To prepare for such investigations, she said employers can make sure they have their I-9s on hand and preemptively speak with an attorney.

In industries that ICE is more likely to assume undocumented immigrants are working — at restaurants, golf courses, hotels and in tourism — she said agents are more likely to show up in person without telling the employer.

Ciriac Alvarez, a senior policy analyst for the nonprofit Voices for Utah Children, said it can be good to speak with employers about a plan in case ICE comes by.

She suggested that certain staff members could be prepared to act as a point of contact, knowing ahead of time not divulge any information that they don’t need to.

“It’s a little bit different if it’s a public area,” she said. “But within the actual private area, they do need to have a judicial warrant signed by a judge, and it has to say U.S. District Court or state court at the top.”

To protect employees, Tester said, employers can clearly post which areas are public and private. They can also have policies about who is allowed to share employee information and who in the business should be contacted about any ICE requests.

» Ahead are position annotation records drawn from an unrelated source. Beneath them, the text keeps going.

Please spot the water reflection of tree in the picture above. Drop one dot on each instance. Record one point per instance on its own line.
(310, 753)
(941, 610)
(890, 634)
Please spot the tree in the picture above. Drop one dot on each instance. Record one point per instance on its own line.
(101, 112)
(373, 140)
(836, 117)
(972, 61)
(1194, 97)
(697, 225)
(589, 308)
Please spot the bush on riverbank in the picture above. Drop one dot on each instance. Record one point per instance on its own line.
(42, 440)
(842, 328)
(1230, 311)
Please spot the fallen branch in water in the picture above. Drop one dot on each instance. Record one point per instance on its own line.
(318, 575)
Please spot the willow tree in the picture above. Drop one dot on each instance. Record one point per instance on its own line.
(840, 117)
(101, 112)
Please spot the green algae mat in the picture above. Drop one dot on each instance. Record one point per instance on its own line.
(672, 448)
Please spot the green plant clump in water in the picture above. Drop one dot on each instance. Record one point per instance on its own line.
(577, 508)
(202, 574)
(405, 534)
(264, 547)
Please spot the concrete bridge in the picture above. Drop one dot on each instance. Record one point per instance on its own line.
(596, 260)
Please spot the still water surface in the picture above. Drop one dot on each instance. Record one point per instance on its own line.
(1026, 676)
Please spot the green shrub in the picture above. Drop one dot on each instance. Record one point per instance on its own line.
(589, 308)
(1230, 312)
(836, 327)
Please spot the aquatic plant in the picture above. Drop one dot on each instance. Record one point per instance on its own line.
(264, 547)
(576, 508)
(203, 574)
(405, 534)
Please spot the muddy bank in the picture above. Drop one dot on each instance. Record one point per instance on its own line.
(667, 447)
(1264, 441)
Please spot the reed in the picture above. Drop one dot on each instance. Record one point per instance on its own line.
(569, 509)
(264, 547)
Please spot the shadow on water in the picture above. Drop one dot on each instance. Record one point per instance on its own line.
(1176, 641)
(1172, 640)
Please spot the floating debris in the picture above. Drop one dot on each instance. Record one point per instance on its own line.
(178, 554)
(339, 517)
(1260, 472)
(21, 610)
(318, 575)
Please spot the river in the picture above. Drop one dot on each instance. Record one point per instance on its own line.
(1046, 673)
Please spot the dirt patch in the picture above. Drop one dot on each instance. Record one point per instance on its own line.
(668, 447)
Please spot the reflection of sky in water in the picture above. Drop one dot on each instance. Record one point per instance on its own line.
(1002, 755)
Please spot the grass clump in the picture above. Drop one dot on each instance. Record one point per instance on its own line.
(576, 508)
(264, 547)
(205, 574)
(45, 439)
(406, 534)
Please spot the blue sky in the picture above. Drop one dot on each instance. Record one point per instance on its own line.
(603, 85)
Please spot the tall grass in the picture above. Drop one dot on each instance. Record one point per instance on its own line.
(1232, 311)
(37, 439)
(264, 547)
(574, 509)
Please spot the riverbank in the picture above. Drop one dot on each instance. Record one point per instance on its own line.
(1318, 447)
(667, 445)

Even if someone is considered high enough in a chain of command to release information, she said they are still likely to get in touch with their employer first before doing so to make sure they’re acting lawfully. They might not be able to give out certain information.

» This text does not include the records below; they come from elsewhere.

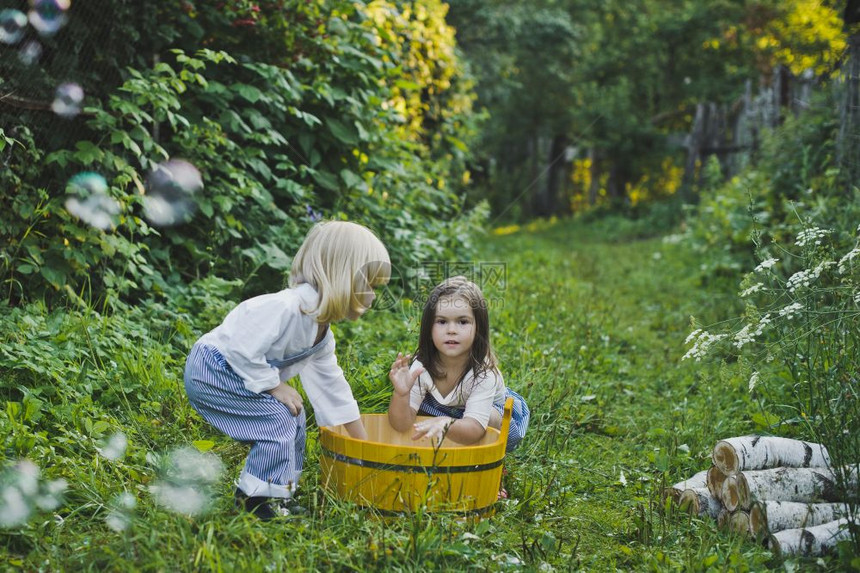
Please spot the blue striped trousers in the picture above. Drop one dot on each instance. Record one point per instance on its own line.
(519, 417)
(277, 438)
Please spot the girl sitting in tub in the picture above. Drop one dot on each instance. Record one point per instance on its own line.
(454, 376)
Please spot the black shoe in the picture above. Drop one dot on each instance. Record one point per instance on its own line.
(266, 508)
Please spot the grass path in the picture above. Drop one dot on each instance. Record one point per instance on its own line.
(589, 325)
(593, 325)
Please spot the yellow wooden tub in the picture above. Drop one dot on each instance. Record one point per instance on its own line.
(394, 473)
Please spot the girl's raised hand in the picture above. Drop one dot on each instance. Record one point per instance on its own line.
(288, 396)
(400, 377)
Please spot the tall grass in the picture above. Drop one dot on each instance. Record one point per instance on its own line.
(589, 326)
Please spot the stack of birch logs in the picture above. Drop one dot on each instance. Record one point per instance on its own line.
(778, 490)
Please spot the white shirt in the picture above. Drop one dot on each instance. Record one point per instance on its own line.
(477, 396)
(273, 326)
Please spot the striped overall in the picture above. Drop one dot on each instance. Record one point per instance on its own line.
(519, 417)
(277, 438)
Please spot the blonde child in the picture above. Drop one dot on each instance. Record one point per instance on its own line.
(236, 375)
(454, 375)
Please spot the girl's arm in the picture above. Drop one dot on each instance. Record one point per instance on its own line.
(400, 413)
(356, 429)
(463, 431)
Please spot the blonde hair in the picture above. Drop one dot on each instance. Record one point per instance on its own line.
(341, 260)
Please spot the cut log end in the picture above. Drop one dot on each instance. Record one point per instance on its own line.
(725, 457)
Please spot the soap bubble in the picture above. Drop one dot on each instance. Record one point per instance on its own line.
(30, 53)
(67, 100)
(48, 16)
(186, 480)
(88, 200)
(12, 26)
(115, 446)
(22, 491)
(170, 190)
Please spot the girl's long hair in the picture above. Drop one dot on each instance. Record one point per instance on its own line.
(341, 260)
(482, 359)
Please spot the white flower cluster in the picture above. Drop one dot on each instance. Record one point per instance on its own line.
(803, 279)
(811, 236)
(764, 265)
(702, 342)
(845, 261)
(750, 332)
(752, 290)
(753, 381)
(791, 310)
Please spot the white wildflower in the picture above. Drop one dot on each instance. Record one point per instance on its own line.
(702, 344)
(791, 310)
(764, 265)
(752, 290)
(744, 336)
(811, 236)
(753, 381)
(800, 279)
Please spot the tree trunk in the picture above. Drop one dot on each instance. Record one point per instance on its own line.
(772, 516)
(809, 542)
(699, 502)
(694, 152)
(740, 490)
(847, 150)
(715, 482)
(696, 481)
(594, 172)
(763, 452)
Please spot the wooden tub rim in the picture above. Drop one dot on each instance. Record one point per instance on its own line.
(500, 442)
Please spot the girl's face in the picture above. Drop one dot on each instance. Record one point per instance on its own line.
(453, 327)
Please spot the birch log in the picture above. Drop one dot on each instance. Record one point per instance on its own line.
(781, 484)
(809, 542)
(715, 481)
(763, 452)
(772, 516)
(696, 481)
(699, 502)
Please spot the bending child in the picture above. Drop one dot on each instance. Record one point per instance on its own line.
(454, 375)
(236, 375)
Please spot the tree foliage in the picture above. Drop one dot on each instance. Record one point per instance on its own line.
(618, 83)
(290, 110)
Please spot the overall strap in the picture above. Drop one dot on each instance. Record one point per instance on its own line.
(299, 356)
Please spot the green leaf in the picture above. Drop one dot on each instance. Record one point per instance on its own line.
(250, 93)
(87, 152)
(326, 180)
(351, 179)
(203, 446)
(345, 133)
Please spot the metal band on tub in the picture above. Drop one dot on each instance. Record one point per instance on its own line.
(411, 469)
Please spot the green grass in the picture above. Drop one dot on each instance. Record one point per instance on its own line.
(589, 326)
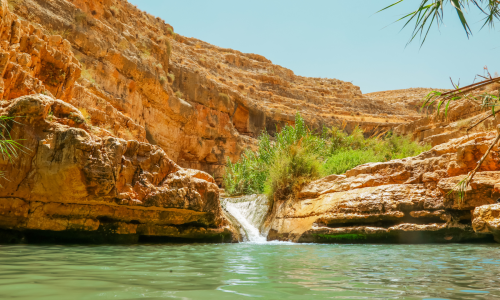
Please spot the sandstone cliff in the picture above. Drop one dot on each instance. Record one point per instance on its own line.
(200, 103)
(404, 201)
(68, 184)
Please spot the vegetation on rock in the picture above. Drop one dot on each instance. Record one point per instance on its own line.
(8, 147)
(297, 156)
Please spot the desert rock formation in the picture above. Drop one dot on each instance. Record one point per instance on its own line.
(71, 185)
(405, 201)
(200, 103)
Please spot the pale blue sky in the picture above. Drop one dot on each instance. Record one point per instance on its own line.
(338, 39)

Often, she said, ICE agents will ask about worker schedules in order to try and pick up someone outside of a workplace. From what she’s seen in the past, she said, ICE would rather detain people on the street than in a home or business.

‘Your friends, your neighbors, your family’

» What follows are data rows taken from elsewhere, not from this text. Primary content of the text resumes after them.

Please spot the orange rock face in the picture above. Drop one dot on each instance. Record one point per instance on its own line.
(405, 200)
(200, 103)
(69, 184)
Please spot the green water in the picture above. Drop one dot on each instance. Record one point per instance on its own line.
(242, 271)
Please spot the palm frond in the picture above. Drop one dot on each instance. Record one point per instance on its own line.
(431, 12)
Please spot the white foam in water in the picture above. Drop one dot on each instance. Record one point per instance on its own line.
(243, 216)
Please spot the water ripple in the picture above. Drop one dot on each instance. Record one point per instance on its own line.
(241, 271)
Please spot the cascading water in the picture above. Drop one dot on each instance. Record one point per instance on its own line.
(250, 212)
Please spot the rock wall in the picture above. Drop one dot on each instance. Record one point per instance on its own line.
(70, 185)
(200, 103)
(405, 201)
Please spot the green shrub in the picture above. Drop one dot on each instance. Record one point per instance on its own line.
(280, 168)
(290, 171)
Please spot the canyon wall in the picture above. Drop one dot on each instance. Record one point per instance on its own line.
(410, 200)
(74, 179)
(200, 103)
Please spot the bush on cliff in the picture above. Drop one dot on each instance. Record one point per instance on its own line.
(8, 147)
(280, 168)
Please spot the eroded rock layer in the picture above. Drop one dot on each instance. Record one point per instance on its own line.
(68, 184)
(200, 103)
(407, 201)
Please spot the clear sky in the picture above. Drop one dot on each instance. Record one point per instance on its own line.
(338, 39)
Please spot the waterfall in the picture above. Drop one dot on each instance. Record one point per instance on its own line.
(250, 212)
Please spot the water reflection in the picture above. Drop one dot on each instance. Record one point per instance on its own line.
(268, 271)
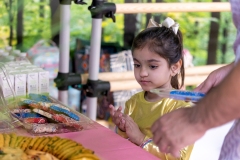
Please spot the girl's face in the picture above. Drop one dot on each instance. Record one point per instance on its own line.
(151, 70)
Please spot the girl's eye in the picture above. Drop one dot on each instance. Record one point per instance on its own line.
(136, 65)
(153, 67)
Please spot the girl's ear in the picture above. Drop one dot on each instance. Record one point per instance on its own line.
(175, 68)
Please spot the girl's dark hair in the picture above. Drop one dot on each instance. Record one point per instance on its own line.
(167, 44)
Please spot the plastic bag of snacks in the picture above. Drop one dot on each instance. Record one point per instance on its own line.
(42, 114)
(7, 100)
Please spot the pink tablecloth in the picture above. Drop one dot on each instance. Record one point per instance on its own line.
(107, 145)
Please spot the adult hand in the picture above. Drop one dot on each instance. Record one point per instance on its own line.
(214, 78)
(176, 130)
(133, 132)
(117, 117)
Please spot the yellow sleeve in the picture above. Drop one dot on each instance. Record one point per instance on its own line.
(117, 130)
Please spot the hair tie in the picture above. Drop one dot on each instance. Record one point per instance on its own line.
(168, 22)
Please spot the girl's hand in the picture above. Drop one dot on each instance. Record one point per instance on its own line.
(117, 117)
(133, 132)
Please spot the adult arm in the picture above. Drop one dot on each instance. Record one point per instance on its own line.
(184, 126)
(214, 78)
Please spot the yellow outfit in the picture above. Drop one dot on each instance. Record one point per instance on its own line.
(145, 113)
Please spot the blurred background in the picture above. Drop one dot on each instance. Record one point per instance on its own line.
(32, 26)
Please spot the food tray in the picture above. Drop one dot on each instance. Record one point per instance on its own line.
(52, 126)
(10, 119)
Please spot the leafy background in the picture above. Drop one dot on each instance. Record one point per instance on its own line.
(194, 26)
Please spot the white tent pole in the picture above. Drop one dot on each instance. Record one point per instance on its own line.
(64, 47)
(95, 46)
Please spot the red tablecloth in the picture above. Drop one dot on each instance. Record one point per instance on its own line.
(107, 145)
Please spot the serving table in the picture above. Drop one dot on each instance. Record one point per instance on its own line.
(106, 144)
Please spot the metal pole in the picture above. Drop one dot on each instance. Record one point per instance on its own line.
(64, 47)
(95, 46)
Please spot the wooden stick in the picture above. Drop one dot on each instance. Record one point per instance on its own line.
(123, 76)
(127, 8)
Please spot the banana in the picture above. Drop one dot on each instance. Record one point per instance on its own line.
(10, 153)
(32, 142)
(67, 145)
(24, 146)
(43, 143)
(41, 155)
(85, 150)
(38, 142)
(19, 139)
(1, 140)
(6, 139)
(13, 140)
(64, 153)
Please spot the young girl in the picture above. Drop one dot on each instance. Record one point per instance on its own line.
(158, 63)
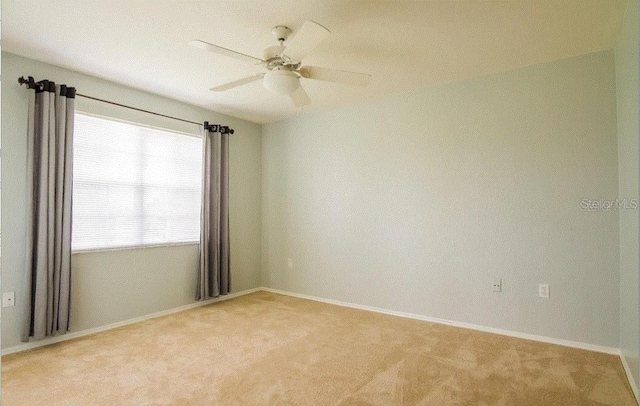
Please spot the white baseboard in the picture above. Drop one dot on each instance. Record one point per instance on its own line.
(632, 381)
(510, 333)
(78, 334)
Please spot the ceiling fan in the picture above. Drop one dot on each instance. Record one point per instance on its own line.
(284, 63)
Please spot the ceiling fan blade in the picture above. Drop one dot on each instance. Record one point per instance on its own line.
(237, 83)
(224, 51)
(334, 75)
(300, 97)
(310, 35)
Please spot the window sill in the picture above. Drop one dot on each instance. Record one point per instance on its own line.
(133, 247)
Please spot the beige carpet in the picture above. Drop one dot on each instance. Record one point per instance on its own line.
(266, 349)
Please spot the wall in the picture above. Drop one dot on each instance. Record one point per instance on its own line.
(626, 59)
(416, 202)
(113, 286)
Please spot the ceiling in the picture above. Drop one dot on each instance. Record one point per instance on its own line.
(402, 44)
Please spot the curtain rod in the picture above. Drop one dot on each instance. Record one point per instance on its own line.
(31, 83)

Gardner said Holy Cross Ministries has been in Utah for almost 30 years, initially founded by “a fierce, feisty social justice group of Catholic nuns” after they sold off hospitals that they used to manage.

Wanting to invest that revenue into an important Utah cause, she said a listening tour helped them identify a need among the state’s immigrant population — in which they found many survivors of domestic violence, human trafficking and sexual assault.

Now, Gardner said Holy Cross Ministries works to humanize immigrants.

The state of Utah has about 299,800 immigrant residents, the American Immigration Council has determined, according to 2022 data. Of those, 114,200 were considered undocumented.

“These are your friends, your neighbors, your family,” she said. “Can we come back to just assuming good intent and being good humans to one another?”

Clarification • Jan. 30, 4:50 p.m.: The story has been updated to clarify that Holy Cross Ministries CEO Emmie Gardner separately sits on the Utah Multicultural Commission as a volunteer, which is housed under the Utah Division of Multicultural Affairs.